The Southeast Atlantic Coast is rapidly urbanizing. For example, the Southeast Atlantic Coast contains many of the fastest-growing metropolitan areas in the country, including several of the top 20 fastest-growing urban regions in 2020 (U.S. Census 2020). This shift is on top of existing sizeable urban city centers such as the greater Miami area (Miami-Dade, Broward, and Palm Beach counties). These trends toward a more urbanized Southeast are expected to persist, creating new vulnerabilities by increasing population exposure to areas in the flood hazard zone (e.g., 100-year flood map).

Flood hazards are expected to increase significantly in the future due to rising global sea levels (Vitousek et al. 2017; Taherkhani et al. 2020; Sweet et al. 2022). The average global mean sea level (GMSL) has risen about 21–24 cm from 1880 to 2021 and is 97 mm above 1993 levels (NOAA 2022). This rise in SLR has been accelerating since 1990 (Dangendorf et al. 2017; Sweet et al. 2022) and is projected to continue to accelerate due, for example, to the increased mass loss of the Antarctic ice sheet (Le Bars et al. 2017). Recent downscaled projections for the Southeast Atlantic Coast by Sweet et al. (2022) suggested rates and an increase in local sea levels, relative to the 2000 range, of 0.3–0.5 m for 2050, 0.5–1.6 m for 2100, and 0.7–2.7 m for 2150. SLR will significantly alter flooding frequency in many already vulnerable communities.

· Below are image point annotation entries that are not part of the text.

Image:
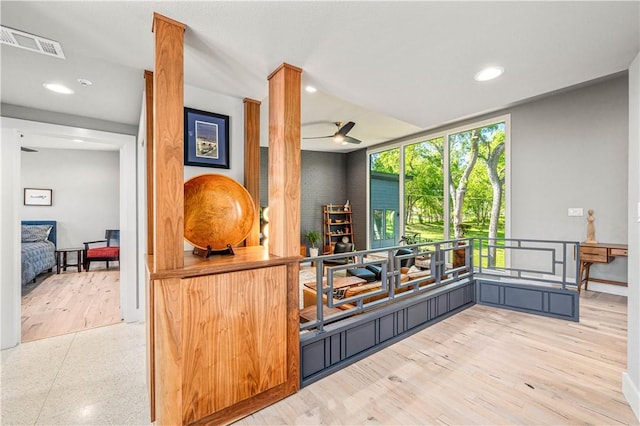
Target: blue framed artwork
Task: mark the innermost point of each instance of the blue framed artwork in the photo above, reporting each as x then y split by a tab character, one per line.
206	139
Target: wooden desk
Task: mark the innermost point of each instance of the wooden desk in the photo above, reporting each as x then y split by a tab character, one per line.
598	253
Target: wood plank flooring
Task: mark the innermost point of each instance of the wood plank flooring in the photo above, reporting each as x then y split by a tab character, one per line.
69	302
481	366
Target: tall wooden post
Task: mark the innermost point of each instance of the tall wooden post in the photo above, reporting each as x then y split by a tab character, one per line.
168	131
252	163
148	98
284	161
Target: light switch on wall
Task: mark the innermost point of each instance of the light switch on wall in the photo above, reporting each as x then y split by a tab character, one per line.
576	211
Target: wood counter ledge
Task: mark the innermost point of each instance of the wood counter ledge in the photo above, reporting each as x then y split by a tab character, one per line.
244	258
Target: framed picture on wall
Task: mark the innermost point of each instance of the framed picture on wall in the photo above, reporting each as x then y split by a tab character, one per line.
206	139
38	197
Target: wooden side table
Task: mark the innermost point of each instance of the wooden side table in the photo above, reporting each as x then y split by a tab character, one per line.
62	260
598	253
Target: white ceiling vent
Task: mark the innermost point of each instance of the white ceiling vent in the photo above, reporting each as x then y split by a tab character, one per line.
31	42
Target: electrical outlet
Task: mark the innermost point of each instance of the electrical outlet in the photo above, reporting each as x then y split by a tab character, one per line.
576	211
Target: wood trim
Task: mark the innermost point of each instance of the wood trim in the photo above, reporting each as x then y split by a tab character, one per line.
151	345
292	385
148	84
244	258
168	130
284	160
157	18
168	351
252	163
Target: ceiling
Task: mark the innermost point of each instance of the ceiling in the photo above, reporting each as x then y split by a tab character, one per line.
394	68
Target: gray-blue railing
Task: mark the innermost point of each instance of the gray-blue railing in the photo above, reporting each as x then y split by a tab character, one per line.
440	272
563	257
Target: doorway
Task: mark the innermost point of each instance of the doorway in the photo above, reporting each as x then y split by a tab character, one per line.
84	184
131	296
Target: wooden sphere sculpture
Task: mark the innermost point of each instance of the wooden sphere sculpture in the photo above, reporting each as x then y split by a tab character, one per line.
217	211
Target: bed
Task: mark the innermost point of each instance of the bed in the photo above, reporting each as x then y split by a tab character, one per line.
38	248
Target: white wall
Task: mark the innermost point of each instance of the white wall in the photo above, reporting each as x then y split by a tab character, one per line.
85	191
631	379
9	236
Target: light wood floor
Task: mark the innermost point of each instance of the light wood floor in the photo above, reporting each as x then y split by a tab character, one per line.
481	366
71	301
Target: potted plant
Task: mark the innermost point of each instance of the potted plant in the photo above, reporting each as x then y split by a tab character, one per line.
313	237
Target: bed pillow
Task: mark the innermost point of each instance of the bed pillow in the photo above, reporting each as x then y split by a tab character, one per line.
35	233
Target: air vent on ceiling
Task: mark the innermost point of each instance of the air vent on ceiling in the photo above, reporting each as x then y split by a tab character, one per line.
31	42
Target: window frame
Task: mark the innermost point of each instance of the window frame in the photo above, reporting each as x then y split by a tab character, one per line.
444	133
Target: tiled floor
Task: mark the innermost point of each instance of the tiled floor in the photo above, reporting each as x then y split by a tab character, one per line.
95	377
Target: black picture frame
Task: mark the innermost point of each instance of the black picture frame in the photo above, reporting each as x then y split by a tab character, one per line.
206	139
38	197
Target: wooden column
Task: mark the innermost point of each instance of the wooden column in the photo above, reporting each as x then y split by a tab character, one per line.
168	131
148	98
284	161
252	163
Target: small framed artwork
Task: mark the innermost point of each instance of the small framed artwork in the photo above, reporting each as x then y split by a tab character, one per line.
38	197
206	139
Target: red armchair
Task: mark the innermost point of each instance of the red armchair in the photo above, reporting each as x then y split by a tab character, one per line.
109	250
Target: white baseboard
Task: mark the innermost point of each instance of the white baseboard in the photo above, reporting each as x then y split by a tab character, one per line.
630	391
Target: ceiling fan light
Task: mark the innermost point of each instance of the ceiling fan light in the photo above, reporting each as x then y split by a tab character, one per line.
489	73
58	88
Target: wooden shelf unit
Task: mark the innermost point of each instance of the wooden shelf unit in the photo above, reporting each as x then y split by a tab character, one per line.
337	223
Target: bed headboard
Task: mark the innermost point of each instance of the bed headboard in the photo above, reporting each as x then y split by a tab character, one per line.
53	236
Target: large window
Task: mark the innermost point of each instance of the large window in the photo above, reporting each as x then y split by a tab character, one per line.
423	195
448	185
384	204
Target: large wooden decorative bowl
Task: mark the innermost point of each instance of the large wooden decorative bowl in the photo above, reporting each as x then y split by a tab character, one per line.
217	211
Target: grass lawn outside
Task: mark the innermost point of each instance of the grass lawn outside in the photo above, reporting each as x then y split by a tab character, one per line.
434	232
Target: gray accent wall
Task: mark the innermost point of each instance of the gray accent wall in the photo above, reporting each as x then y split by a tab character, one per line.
52	117
357	164
323	180
631	378
571	150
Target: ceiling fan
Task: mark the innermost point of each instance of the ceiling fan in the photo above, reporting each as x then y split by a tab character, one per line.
341	135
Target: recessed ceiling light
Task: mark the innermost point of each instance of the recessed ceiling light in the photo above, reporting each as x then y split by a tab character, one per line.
489	73
58	88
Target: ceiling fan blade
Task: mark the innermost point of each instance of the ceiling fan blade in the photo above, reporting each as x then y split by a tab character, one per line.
319	137
351	140
346	128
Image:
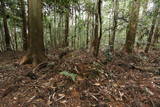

Many cities across the Southeast Atlantic Coast are starting to plan for the impacts rising waters are likely to have on their infrastructure. For example, flood events in Charleston, S.C., have been increasing and are projected to increase substantially more in the future with sea-level rise; the city has prepared a Sea-Level Rise Strategy Plan (City of Charleston 2015). The city is also planning to undertake subsequent steps to further protect the city and its inhabitants from nuisance flooding.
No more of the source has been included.